Venezia, Teatro La Fenice-Sale apollinee, Ex novo musica 2016
“Erik Satie visto da John Cage”
Pianoforti Aldo Orvieto, Francesco Prode
Eric Satie /John Cage: “Socrate”, trascrizione di John Cage per due pianoforti
Franz Liszt /Camille Saint-Saëns: Sonata in si minore S178, trascrizione di Camille Saint-Saëns per due pianoforti.

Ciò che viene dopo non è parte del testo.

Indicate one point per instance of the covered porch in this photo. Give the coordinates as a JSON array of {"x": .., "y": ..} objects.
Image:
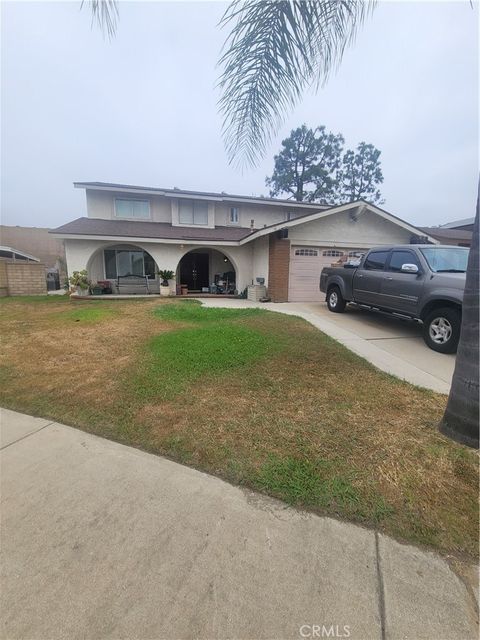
[{"x": 132, "y": 269}]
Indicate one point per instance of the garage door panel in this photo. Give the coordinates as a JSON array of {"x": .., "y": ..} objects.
[{"x": 305, "y": 270}]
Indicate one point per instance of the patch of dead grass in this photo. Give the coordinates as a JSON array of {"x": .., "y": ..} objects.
[{"x": 313, "y": 402}]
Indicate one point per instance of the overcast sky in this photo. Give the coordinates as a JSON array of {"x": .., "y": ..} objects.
[{"x": 141, "y": 109}]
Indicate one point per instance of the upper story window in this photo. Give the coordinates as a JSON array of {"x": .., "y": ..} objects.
[
  {"x": 306, "y": 252},
  {"x": 192, "y": 212},
  {"x": 132, "y": 208}
]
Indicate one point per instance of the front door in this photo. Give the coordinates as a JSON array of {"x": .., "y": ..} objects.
[{"x": 194, "y": 271}]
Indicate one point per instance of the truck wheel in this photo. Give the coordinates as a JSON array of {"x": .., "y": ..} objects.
[
  {"x": 335, "y": 301},
  {"x": 441, "y": 329}
]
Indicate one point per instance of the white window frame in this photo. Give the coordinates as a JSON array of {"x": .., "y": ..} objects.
[
  {"x": 307, "y": 253},
  {"x": 192, "y": 203},
  {"x": 333, "y": 253},
  {"x": 149, "y": 217},
  {"x": 119, "y": 250},
  {"x": 235, "y": 218}
]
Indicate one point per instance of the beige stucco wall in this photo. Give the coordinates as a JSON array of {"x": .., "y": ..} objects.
[
  {"x": 260, "y": 259},
  {"x": 262, "y": 215},
  {"x": 340, "y": 230},
  {"x": 100, "y": 204}
]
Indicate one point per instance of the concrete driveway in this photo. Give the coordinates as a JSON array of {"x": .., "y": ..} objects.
[
  {"x": 392, "y": 344},
  {"x": 399, "y": 337},
  {"x": 100, "y": 540}
]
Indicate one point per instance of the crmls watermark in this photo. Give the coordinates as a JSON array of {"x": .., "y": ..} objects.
[{"x": 324, "y": 631}]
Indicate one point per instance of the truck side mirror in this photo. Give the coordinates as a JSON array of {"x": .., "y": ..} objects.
[{"x": 409, "y": 268}]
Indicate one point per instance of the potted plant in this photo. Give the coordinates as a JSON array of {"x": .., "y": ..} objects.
[
  {"x": 165, "y": 276},
  {"x": 106, "y": 286},
  {"x": 96, "y": 289},
  {"x": 79, "y": 283}
]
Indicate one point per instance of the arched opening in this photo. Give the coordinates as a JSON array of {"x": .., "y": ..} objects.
[
  {"x": 206, "y": 271},
  {"x": 111, "y": 261}
]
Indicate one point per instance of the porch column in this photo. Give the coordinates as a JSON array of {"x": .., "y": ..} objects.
[{"x": 278, "y": 267}]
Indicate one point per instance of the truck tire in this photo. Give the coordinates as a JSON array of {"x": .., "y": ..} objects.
[
  {"x": 335, "y": 301},
  {"x": 441, "y": 329}
]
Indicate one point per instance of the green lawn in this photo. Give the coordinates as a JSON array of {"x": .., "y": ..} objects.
[{"x": 261, "y": 399}]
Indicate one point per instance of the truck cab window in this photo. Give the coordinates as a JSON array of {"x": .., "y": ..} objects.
[
  {"x": 402, "y": 257},
  {"x": 376, "y": 260}
]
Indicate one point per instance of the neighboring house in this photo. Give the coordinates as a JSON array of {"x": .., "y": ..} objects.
[
  {"x": 36, "y": 241},
  {"x": 203, "y": 236},
  {"x": 458, "y": 233},
  {"x": 21, "y": 274}
]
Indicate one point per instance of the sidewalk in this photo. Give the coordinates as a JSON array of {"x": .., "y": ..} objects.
[{"x": 100, "y": 540}]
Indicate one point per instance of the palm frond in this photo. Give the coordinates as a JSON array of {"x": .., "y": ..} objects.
[
  {"x": 275, "y": 50},
  {"x": 104, "y": 14}
]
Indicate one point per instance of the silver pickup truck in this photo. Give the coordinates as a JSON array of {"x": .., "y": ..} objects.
[{"x": 424, "y": 282}]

In collaborazione con Palazzetto Bru Zane – Centre de musique romantique française
Venezia, 9 ottobre 2016
Si è svolto il secondo dei due concerti della rassegna Ex novo musica 2016, frutto della collaborazione tra il Palazzetto Bru Zane-Centre de Musique Romantique Française e l’Ex Novo Ensemble nel contesto del Festival “Camille Saint-Saëns tra romanticismo e modernità”. Voce narrante della serata, Guido Barbieri, conosciuto dal grande pubblico, in qualità di conduttore di Radio 3, che si è confermato un sottile affabulatore, intrattenendo la platea con una dotta dissertazione sulla memoria, considerata come base della conoscenza, della vita affettiva e dell’arte stessa. In particolare, la memoria, nelle sue diverse declinazioni (“ecoica o iconica, sinaptica o sensoriale,dichiarativa o procedurale, natale o prenatale”), è fondamentale nella pratica della trascrizione, che è solo in apparenza un’attività minore e ancillare, richiedendo in realtà una buona dose di ingegno creativo, reso possibile da un complesso, delicato, esercizio di memoria o di memorie (non ultima la memoria culturale del musicista trascrittore).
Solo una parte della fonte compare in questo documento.